What baffles me even more is what happened two weeks ago when First National Bank decided to stand down (chickened out is probably a better phrase) and not handout a pamphlet or run a TV ad about stopping crime in South Africa. The aim of the FNB initiative was to pressurized President Thabo Mbeki to make crime his top priority. And to show that there are people out there that care about the crime situation. They care because it impacts their lives in so many ways. People are dying, investors are staying away, a brain drain is taking place, and it is costing them billions in higher insurance, more business and personal security, and in any other possible way you can think off.
Mbeki, Safety and Security Minister Charles Nqakula and National Police Commissioner Jackie Selebi have all publicly denied that crime is out of control. According to the Sunday Times a Government spokesman Themba Maseko said the FNB campaign was "incitement" against Mbeki.
"Positioning themselves as an opposition party is not appropriate ... Trying to incite people to behave in a certain way towards the head of state cannot be condoned," Maseko said. The Sunday Times further claims that officials of the Presidency met with FNB officials to convince (pressurized?) the bank’s officials not to go ahead with the campaign "…in light of the ANC’s succession battle"
For Americans and people in the rest of the world reading this, let me put this in another perspective.
Mbeki is not up for election, so the succession battle has nothing to do with him, but still nothing bad should be reported that puts him in a bad light? OR, closer to home: Because the 2008 Presidential election has started, in which George Bush has no dog in that fight, no one should report anything bad about the war in Iraq to embarrass him?
Yes I know it doesn’t make any sense because these things aren’t related, but I guess to the South African government every one will be too stupid to not realize that there is no relation. Or maybe no one will make the connection that Mbeki does not want to do anything about the crime situation because it actually has the stamp of government (read ANC) approval. It's maybe even quietly ANC sponsored.

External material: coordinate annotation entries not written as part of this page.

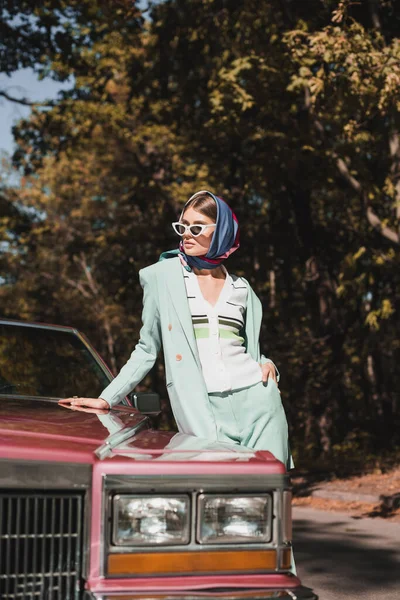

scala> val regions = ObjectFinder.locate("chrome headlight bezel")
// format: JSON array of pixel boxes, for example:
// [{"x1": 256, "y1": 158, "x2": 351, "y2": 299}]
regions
[
  {"x1": 111, "y1": 493, "x2": 191, "y2": 548},
  {"x1": 196, "y1": 493, "x2": 273, "y2": 545}
]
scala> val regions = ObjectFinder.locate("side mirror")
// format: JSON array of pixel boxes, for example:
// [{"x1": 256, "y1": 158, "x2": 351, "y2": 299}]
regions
[{"x1": 128, "y1": 392, "x2": 161, "y2": 416}]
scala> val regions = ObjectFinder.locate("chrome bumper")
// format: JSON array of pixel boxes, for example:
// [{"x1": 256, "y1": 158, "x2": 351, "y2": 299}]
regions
[{"x1": 83, "y1": 586, "x2": 318, "y2": 600}]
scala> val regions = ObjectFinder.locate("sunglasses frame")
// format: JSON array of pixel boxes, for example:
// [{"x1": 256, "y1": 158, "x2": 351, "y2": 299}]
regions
[{"x1": 172, "y1": 221, "x2": 217, "y2": 237}]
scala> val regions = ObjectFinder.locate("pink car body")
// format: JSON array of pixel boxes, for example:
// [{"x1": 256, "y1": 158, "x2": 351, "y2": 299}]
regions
[{"x1": 0, "y1": 324, "x2": 316, "y2": 600}]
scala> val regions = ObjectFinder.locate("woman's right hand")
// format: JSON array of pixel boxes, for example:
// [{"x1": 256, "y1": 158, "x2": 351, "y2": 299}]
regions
[{"x1": 58, "y1": 397, "x2": 110, "y2": 410}]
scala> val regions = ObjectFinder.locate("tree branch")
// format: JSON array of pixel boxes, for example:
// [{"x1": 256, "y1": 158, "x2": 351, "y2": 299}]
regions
[
  {"x1": 334, "y1": 155, "x2": 400, "y2": 245},
  {"x1": 0, "y1": 90, "x2": 55, "y2": 108}
]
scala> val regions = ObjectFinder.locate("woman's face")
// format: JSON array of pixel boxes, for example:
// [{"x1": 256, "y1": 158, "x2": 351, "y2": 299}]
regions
[{"x1": 180, "y1": 206, "x2": 215, "y2": 256}]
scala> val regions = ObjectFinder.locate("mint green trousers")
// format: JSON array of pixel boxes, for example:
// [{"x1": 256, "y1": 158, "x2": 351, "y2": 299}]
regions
[
  {"x1": 209, "y1": 378, "x2": 294, "y2": 470},
  {"x1": 208, "y1": 378, "x2": 296, "y2": 575}
]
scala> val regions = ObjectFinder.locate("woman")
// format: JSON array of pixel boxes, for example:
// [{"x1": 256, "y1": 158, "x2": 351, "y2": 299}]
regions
[{"x1": 62, "y1": 191, "x2": 293, "y2": 469}]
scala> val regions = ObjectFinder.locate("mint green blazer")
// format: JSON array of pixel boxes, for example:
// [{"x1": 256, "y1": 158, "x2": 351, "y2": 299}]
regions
[{"x1": 99, "y1": 257, "x2": 279, "y2": 440}]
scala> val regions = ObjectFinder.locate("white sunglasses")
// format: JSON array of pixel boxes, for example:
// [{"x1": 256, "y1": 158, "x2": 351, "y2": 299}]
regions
[{"x1": 172, "y1": 221, "x2": 217, "y2": 237}]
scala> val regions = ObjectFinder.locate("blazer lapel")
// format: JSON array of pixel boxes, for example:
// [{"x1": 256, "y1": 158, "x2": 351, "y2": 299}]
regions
[
  {"x1": 164, "y1": 257, "x2": 201, "y2": 369},
  {"x1": 241, "y1": 277, "x2": 262, "y2": 361}
]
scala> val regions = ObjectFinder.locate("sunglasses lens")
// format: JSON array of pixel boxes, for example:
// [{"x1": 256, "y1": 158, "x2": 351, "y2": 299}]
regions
[
  {"x1": 190, "y1": 225, "x2": 203, "y2": 236},
  {"x1": 173, "y1": 223, "x2": 185, "y2": 235}
]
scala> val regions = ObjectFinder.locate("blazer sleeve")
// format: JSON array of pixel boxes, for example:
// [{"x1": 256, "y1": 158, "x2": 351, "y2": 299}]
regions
[
  {"x1": 99, "y1": 269, "x2": 161, "y2": 407},
  {"x1": 242, "y1": 277, "x2": 281, "y2": 382}
]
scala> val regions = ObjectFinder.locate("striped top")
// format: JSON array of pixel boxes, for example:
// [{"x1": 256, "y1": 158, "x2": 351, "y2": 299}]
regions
[{"x1": 182, "y1": 267, "x2": 262, "y2": 393}]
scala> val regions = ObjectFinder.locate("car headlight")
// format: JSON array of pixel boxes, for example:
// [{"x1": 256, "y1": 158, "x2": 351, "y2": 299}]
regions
[
  {"x1": 197, "y1": 494, "x2": 272, "y2": 544},
  {"x1": 112, "y1": 494, "x2": 190, "y2": 546}
]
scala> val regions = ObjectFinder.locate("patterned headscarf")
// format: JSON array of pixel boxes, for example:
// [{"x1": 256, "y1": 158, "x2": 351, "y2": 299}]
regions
[{"x1": 159, "y1": 190, "x2": 240, "y2": 271}]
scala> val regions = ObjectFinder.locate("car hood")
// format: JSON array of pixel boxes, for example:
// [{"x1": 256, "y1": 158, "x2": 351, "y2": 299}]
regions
[{"x1": 0, "y1": 397, "x2": 283, "y2": 471}]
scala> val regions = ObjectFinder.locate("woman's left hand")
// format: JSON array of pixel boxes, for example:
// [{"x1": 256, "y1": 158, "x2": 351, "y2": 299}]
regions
[{"x1": 260, "y1": 363, "x2": 278, "y2": 385}]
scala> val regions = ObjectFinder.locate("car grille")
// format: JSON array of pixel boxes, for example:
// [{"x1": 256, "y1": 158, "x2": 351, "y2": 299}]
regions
[{"x1": 0, "y1": 490, "x2": 83, "y2": 600}]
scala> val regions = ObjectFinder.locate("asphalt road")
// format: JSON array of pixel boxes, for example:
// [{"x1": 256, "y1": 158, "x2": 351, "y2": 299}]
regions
[{"x1": 293, "y1": 507, "x2": 400, "y2": 600}]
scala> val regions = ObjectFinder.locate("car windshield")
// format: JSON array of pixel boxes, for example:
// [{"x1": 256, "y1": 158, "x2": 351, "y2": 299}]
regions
[{"x1": 0, "y1": 323, "x2": 111, "y2": 398}]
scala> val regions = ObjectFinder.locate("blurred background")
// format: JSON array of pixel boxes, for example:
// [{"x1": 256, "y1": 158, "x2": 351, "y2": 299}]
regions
[{"x1": 0, "y1": 0, "x2": 400, "y2": 468}]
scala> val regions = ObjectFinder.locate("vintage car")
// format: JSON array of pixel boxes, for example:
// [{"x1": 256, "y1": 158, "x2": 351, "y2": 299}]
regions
[{"x1": 0, "y1": 319, "x2": 316, "y2": 600}]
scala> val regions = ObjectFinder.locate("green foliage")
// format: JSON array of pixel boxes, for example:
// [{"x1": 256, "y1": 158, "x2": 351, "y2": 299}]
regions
[{"x1": 0, "y1": 0, "x2": 400, "y2": 460}]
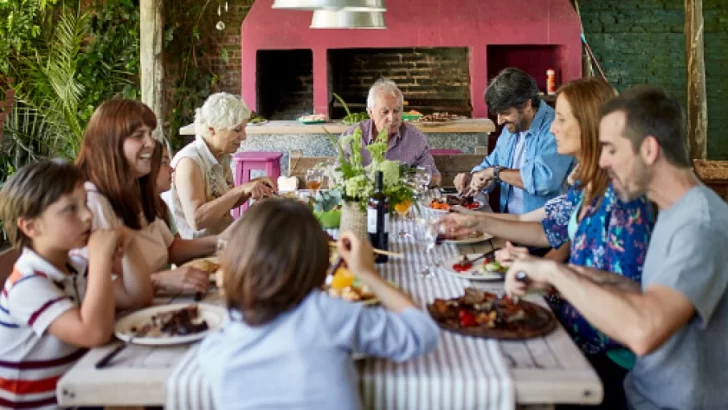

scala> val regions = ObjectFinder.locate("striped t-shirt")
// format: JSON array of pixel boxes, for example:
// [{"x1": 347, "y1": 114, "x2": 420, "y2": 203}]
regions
[{"x1": 0, "y1": 248, "x2": 87, "y2": 409}]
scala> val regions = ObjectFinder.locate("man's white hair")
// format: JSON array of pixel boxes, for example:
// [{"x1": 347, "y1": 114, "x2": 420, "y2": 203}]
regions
[
  {"x1": 195, "y1": 93, "x2": 251, "y2": 137},
  {"x1": 367, "y1": 78, "x2": 404, "y2": 110}
]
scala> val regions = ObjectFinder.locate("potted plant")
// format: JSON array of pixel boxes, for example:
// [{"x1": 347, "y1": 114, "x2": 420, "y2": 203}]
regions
[
  {"x1": 312, "y1": 189, "x2": 342, "y2": 229},
  {"x1": 327, "y1": 127, "x2": 414, "y2": 238}
]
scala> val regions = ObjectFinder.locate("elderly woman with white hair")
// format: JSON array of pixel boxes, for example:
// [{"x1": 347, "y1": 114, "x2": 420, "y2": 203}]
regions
[
  {"x1": 344, "y1": 79, "x2": 441, "y2": 185},
  {"x1": 170, "y1": 93, "x2": 276, "y2": 238}
]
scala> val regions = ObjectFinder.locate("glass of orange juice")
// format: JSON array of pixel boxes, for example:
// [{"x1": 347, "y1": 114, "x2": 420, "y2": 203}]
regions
[
  {"x1": 306, "y1": 169, "x2": 324, "y2": 197},
  {"x1": 394, "y1": 199, "x2": 412, "y2": 239}
]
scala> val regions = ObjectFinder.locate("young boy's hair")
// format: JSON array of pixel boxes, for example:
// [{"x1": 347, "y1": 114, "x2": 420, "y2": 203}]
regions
[
  {"x1": 0, "y1": 159, "x2": 84, "y2": 249},
  {"x1": 220, "y1": 199, "x2": 329, "y2": 326}
]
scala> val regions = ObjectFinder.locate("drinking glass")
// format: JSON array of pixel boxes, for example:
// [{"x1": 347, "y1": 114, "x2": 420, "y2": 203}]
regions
[
  {"x1": 394, "y1": 199, "x2": 412, "y2": 239},
  {"x1": 306, "y1": 169, "x2": 324, "y2": 197},
  {"x1": 417, "y1": 216, "x2": 442, "y2": 278},
  {"x1": 415, "y1": 167, "x2": 432, "y2": 195}
]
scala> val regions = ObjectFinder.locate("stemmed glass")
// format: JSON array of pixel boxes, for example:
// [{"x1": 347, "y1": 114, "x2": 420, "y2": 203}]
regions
[
  {"x1": 417, "y1": 216, "x2": 442, "y2": 278},
  {"x1": 306, "y1": 168, "x2": 324, "y2": 198}
]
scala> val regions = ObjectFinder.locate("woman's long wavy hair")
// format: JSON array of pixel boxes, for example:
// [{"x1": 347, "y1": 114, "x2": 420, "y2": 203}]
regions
[
  {"x1": 76, "y1": 99, "x2": 166, "y2": 229},
  {"x1": 556, "y1": 77, "x2": 617, "y2": 206}
]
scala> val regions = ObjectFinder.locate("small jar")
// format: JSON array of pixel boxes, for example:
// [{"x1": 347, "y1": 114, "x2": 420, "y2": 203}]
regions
[{"x1": 546, "y1": 68, "x2": 556, "y2": 95}]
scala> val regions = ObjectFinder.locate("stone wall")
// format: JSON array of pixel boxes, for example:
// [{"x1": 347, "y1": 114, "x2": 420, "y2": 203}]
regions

Truth or untruth? All I know is that if South Africa had a CNN or a Fox News or a MSNBC that investigate and speculate 24 hours a day on politics like here in the US, crime would have been the staple topic for them.
All I know is that a people of a beautiful country (Black, White and Colored) is being murdered and raped and subjected to all forms of violent crimes and the official government is not doing much about it. They don't even want to talk about it and they certainly are not taking the necessary action.

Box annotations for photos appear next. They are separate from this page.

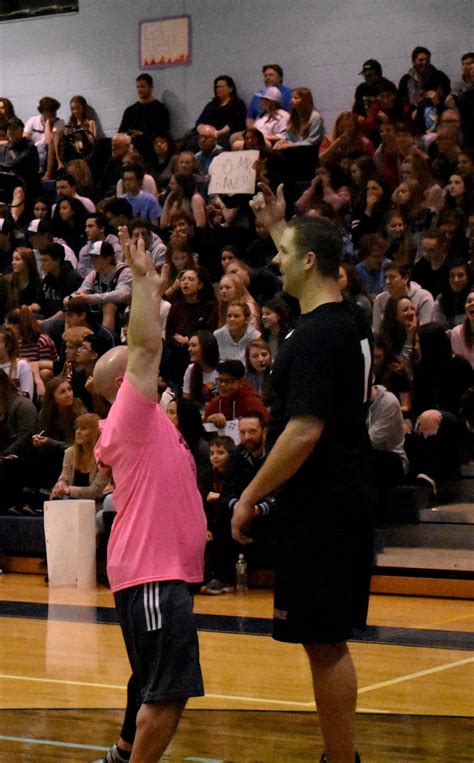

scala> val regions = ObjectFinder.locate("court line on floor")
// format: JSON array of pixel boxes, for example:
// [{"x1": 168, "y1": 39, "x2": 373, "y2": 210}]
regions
[
  {"x1": 357, "y1": 657, "x2": 474, "y2": 694},
  {"x1": 0, "y1": 735, "x2": 224, "y2": 763},
  {"x1": 0, "y1": 657, "x2": 474, "y2": 708},
  {"x1": 0, "y1": 735, "x2": 109, "y2": 752}
]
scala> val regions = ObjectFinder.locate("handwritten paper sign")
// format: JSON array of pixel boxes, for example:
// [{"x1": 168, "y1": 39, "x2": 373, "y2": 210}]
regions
[
  {"x1": 208, "y1": 151, "x2": 259, "y2": 196},
  {"x1": 138, "y1": 16, "x2": 191, "y2": 69}
]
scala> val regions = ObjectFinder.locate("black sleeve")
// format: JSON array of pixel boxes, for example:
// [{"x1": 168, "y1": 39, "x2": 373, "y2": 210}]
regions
[{"x1": 286, "y1": 332, "x2": 336, "y2": 421}]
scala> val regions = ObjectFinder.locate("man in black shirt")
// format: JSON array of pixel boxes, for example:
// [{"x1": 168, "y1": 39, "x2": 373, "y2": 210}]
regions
[
  {"x1": 232, "y1": 186, "x2": 373, "y2": 763},
  {"x1": 118, "y1": 74, "x2": 170, "y2": 141}
]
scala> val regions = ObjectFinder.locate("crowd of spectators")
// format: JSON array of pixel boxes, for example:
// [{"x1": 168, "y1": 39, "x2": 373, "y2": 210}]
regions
[{"x1": 0, "y1": 47, "x2": 474, "y2": 593}]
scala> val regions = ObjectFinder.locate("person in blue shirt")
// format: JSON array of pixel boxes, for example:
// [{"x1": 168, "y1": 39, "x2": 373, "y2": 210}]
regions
[
  {"x1": 247, "y1": 64, "x2": 293, "y2": 127},
  {"x1": 122, "y1": 162, "x2": 161, "y2": 227}
]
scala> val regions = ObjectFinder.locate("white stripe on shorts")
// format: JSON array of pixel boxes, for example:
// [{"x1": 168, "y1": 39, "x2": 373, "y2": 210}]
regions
[{"x1": 143, "y1": 582, "x2": 161, "y2": 631}]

Websites and blogs that concentrate far more than me on this subject are:
South Africa - The bad news - http://zaregime.blogspot.com/
The Right Perspective - http://therightperspectivepodcastblog.blogspot.com/
Cry for help - http://cryforhelp.wordpress.com/
South Africa The Truth - http://www.southafricathetruth.net
South Africa Crime Watch - http://www.southafricancrimewatch.com
Crime is out of control - http://www.crimeisoutofcontrol.co.za/
South Africa Sucks - http://southafricasucks.blogspot.com/
Websites that try to tell the good news about South Africa:
The Homecoming Revolution - http://www.homecomingrevolution.co.za/
Research Note: TNS Research Surveys, a national research company, found that amongst the country’s 12.4 million urban families, one million said someone close to them had been robbed or burgled during the last six months of 2006.
Findings in the report, The State of South Africans 2007, which was released on February 4, 2007, also included:
· 200 000 households reported direct experience of murder in the same period;
· 150 000 families said someone close had been raped; and
· 500 000 reported either a car theft or a hijacking in their immediate circle.